Detroit Baptist Theological Seminary

11 Jun 2021

On Originalist Hermeneutics

/

A few years back I made a proposal that we replace the label “literal translation” with a better one—originalism­—a term that has been robustly defined away from competing hermeneutical ideas in the secular/legal sphere. 

For decades the dispensationalist has dealt with snickering ridicule from naysayers who believe that being a “literalist” means disavowing all linguistic figures or symbols, and demanding that a single, fixed, plain meaning be assigned to each lexeme for all of its variegated usage throughout Scripture (following, at times, the broadly discredited “law of first mention”). So, for instance, when Jesus calls Herod a “fox,” he must have thought Herod a red, furry animal with a bushy tail. No dispensational “literalist” has ever gone this far, though, admittedly, some older, more rigid literalists occasionally came close. Thankfully, this strange idea died out a good 30–40 years ago. This is not at all what originalism means.

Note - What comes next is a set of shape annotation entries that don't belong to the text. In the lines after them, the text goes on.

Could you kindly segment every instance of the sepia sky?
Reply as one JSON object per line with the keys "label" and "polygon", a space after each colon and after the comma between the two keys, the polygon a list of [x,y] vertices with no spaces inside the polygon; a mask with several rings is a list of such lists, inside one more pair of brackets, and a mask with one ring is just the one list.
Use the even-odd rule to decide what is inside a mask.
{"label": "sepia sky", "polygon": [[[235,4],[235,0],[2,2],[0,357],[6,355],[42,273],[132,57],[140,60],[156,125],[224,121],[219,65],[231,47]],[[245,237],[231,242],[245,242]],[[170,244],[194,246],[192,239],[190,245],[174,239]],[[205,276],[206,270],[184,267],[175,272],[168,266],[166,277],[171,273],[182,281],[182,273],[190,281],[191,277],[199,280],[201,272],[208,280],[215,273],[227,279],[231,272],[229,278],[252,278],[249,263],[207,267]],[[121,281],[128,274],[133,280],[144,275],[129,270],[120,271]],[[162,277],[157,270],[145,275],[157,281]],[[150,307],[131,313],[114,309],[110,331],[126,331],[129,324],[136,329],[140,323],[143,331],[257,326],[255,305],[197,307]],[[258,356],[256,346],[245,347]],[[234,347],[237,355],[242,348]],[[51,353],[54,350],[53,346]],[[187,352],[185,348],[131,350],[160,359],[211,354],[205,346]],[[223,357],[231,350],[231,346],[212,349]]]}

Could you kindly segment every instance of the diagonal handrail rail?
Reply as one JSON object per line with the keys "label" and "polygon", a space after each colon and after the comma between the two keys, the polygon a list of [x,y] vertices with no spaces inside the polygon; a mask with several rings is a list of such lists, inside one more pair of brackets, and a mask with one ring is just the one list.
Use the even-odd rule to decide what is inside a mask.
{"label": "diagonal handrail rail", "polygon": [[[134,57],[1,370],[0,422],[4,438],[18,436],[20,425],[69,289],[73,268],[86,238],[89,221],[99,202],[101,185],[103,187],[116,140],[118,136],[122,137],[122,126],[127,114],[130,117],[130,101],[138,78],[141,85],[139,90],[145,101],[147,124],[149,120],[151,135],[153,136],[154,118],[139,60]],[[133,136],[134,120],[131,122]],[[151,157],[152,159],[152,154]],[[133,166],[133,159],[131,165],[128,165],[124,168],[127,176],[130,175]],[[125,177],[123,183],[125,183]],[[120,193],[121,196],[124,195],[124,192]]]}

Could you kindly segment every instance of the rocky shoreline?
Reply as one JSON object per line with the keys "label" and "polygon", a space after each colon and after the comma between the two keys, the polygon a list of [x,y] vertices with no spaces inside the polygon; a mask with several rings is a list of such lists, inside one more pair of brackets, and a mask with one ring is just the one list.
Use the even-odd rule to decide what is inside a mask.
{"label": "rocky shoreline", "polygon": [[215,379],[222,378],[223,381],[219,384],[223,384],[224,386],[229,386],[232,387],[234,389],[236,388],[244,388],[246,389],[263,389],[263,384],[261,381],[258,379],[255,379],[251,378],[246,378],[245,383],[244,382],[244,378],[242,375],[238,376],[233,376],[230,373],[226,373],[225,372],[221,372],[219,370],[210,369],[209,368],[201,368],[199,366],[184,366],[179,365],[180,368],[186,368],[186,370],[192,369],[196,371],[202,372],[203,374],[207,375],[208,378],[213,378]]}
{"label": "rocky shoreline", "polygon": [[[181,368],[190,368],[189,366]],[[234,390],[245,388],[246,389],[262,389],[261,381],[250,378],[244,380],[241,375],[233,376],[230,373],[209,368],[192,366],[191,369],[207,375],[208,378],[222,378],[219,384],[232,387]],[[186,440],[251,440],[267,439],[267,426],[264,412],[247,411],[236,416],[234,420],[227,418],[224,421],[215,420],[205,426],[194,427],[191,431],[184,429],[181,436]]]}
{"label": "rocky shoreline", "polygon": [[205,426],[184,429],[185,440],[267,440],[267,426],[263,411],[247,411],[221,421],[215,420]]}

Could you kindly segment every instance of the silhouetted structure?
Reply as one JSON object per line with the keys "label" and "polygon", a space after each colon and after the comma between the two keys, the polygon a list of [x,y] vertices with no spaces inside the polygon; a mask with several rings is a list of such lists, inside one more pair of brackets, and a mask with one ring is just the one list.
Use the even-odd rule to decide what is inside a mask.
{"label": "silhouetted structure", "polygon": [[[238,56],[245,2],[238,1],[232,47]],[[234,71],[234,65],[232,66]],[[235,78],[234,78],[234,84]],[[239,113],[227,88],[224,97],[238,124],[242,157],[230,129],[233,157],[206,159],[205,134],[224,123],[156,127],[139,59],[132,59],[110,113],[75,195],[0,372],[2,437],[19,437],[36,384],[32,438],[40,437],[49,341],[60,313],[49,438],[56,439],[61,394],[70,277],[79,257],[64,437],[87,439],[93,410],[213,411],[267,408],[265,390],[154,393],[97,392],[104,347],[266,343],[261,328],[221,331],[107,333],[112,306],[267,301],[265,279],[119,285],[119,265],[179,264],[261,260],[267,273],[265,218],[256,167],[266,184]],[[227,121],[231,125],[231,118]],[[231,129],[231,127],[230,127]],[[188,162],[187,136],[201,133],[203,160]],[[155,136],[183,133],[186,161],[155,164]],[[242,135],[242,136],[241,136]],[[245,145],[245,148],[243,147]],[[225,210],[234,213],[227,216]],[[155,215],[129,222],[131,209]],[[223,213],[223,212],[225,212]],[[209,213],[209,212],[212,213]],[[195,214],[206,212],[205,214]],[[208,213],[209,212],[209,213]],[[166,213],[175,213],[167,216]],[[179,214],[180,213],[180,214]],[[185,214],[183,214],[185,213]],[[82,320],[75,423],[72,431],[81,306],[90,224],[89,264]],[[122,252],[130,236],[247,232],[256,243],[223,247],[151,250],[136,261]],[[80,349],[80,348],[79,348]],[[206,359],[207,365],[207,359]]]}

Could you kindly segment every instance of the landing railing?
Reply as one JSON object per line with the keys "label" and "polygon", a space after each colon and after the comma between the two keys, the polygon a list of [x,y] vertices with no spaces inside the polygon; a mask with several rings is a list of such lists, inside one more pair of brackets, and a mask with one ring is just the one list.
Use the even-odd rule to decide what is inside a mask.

Another variation of literalism used by hermeneuts is the idea of textualism (a.k.a. linguistic determinism), an idea championed by E. D. Hirsch and Supreme Court Justice Neil Gorsuch. For these, meaning is not found in authorial intent, but in the precise words that the author used. Knowing that Gorsuch is a textualist is vital to understanding why he sided, famously, with the liberal majority in expanding the protections of Title VII of the 1964 Civil Rights Act (Bostock v. Clayton County, 2020). Gorsuch argued that the 1964 act, which forbade discrimination “based on sex,” should be read to include practices such as sexual orientation, identity, preference, and the like, because these ideas COULD be included (on strictly semantic grounds) in the phrase “based on sex.” It did not matter to Gorsuch that the legislators who crafted the 1964 Act DID NOT intend to include these sexual practices in Title VII; what matters is that these words COULD be used to include these sexual practices. If the 1964 legislators had wanted to delimit the Civil Rights Act, then they should have used more precise words.

The originalist minority (esp. Alito and Thomas) demurred, arguing that while meaning is most certainly communicated in words, the ideas of sexual orientation, identity, preference, and the like, were not part of the original intention of the legislators when they used the words “based on sex.” The only way to expand the reach of the 1964 Civil Rights Act, they opined, was by new and separate legislation. As such, they held to a kind of historical-grammatical hermeneutic: meaning is contained in words, yes, but subtleties of intention must be discovered in the historical context in which the original legislators wrote.

Dispensationalists hold to the originalist approach to hermeneutics. They believe (1) that meaning is contained in words, (2) that words can have a broad semantic range, (3) that that range is limited in any instantiated use of those words by historical context, and (4) that the original intention of the author is both fixed and impervious to evolution. So, for instance:

  • while the theologically charged term seed has a broad semantic range and may mean, in different biblical contexts, either “biological children,” “spiritual children,” or “individual Son,” the specific meaning assigned by the author in his given context is fixed and cannot change after the fact.  
  • While the theologically charged term Israel has a semantic range and may mean, in different biblical contexts, either “ethnic Israelites” or “believing Israelites,” the specific meaning assigned by the author in his given context is fixed and cannot change after the fact—and most especially cannot take on a brand new meaning (e.g., the ethnically diverse, New Testament faith community) that is nowhere demonstrable in in the biblical corpus.

It is never acceptable to pick and choose from available semantic options a definition better suited to one’s exegetical-theological preferences (which Carson and Wallace describe as “illegitimate totality transfer”); nor, and more provocatively, is it acceptable to posit non-standard hermeneutical methods that allow secret or additional meanings unknown to the original author (sensus plenior), or that permit the author’s intended meaning to progress over time to a different meaning entirely (typologism). 

Originalism is a good idea–whether one is reading the Constitution or the Bible.

5 Responses

  1. Brandon Crawford

    David Gunn of Regular Baptist Press has also advocated the use of “originalism.” In a class on hermeneutics that I recently taught at Grace, I adopted that term as well.

  2. Cory Marsh

    Solid piece, Mark. Originalism is a worthy candidate for replacing literalism, as are others I’ve heard offered like contextualism or “hermeneutic of fidelity” (faithful to the author’s original intent). In the end, the component parts still need to be identified or explained. Though it’s a mouthful, that’s why I keep sticking with “literal, grammatical-historical.” But I do think originalism is helpful. (As an aside I recall Hirsch being a strong advocate for “willed” or authorial intent, not the textualism to which you attached his name. But I’m thinking of his 1967 Validity edition).